SIMS 247 Assignment 4 (Midterm Project)

Last modified 3/11/98.

Update on timing of assignments

Assignment 4 will be the midterm project. The due date for the project will be April 9. The requirements for the final project will be distributed April 2. Presentations on the final projects will still be due the week of May 5 and project reports will be due May 14. There will still probably be one or two more smaller homework assignments.

Most likely I will be adding to this assignment description, especially more ideas for projects as they are discussed.

Get Familiar with Pad++

Run the Pad++ demos available from the SIMS computers at Programs\Research & Analysis\Data Visualization .
You can also download this from the web and install it on your own computer.

(The demos menu is on the top righthand side of the Pad++ title bar, next to Help.)

Be sure to try out the pan and zoom facilities.

Use the editing facility to create objects. Experiment with creating portals and hyperlinks.

Create a Zoomable Interface Object

Choose one of the following Pad++ mini-projects. For whichever you choose, I'd like you to turn in several things:

Semantic Zooming

Use Semantic Zooming or Goal-Directed Zooming (Woodruff) to provide an more informative interface than might be possible without it. The Bederson et al. paper gives an example of semantic zooming on a digital clock. This project would have to be something more complex than this. Others have discussed viewing a city, first as an overview and then each building in more detail (as done in SimCity). Still another idea is viewing a tree, from far away, then at the level of bark, then at the level of cells, then DNA, then atoms.

However, the focus in this course is on viewing more abstract information. This might include the contents of a database or some hierarchical information. One idea is to zoom on a tree or network in which nodes, when viewed closer up, show more detailed information, and smaller networks are embedded within nodes of larger networks. Another idea is to make the contents of a database more understandable.
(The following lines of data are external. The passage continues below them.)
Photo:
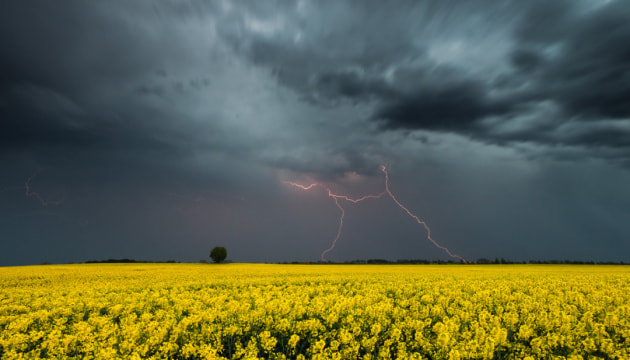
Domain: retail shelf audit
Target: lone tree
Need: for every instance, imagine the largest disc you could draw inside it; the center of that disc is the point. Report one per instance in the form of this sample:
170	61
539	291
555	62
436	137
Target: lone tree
218	254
A difficulty with zooming on abstract information is that there is no obvious physical layout metaphor to use and so the layout can be meaningless. For example, one can get lost using Pad++ to navigate slides for a long talk.

Multi-scale Views of a Timeline

Using the example from Bederson et al. 98 as inspiration, use pan-and-zoom to create an innovative view on a timeline. I recommend using the timeline in the Schriver book as a source of material, perhaps incorporating documents or images that you find elsewhere as well. I wouldn't expect you to incorporate the entire timeline, but a fair portion of it, and certainly enough to get the main ideas across. You are free to use some other topic for a timeline if you like.
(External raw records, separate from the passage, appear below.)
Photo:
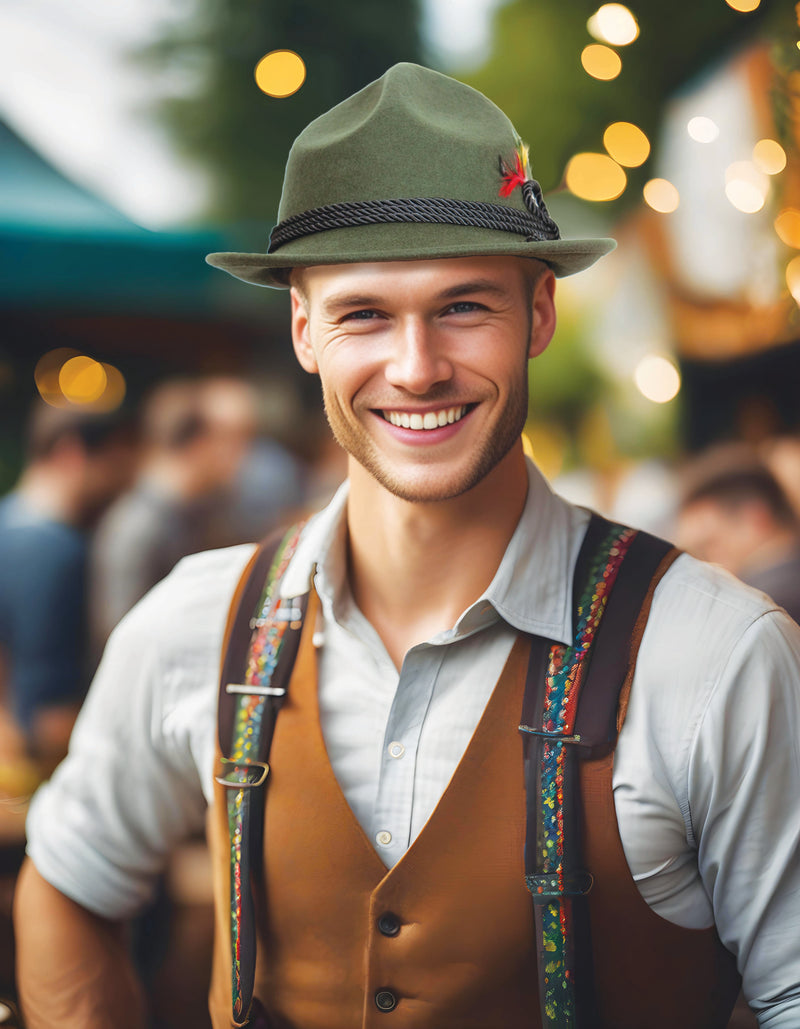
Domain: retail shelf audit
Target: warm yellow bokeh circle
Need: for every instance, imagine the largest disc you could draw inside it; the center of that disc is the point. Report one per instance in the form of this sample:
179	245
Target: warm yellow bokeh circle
280	73
82	380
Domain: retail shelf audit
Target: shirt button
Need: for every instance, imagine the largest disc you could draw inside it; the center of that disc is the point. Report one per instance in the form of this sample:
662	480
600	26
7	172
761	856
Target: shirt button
385	1000
389	924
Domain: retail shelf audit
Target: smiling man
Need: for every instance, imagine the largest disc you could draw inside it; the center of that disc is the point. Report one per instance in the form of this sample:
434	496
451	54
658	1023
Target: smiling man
484	810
Consider combining the ideas on how to view the timeline from Bederson et al. 98 with ideas from the Perspective Wall (discussed in Leung and Apperley and Robertson et al.). If you think it is a good idea, try to implement both ideas, and if you think it is not a good idea, say why not.

Create a New Filter

Create a new magic lens-like filter for Pad++. [It looks to me like you can do this in a pretty straightforward way using the tcl scripting interface. (It seems to need to make use of the -visiblelayers features.) It might be possible to do this in PadDraw but would probably not be easy. I recommend this choice only for people who have already written tcl/Tk programs.] Be sure to describe why you think this filter might be useful.

Your Choice

If you have something else you'd like to do instead, please discuss this with me.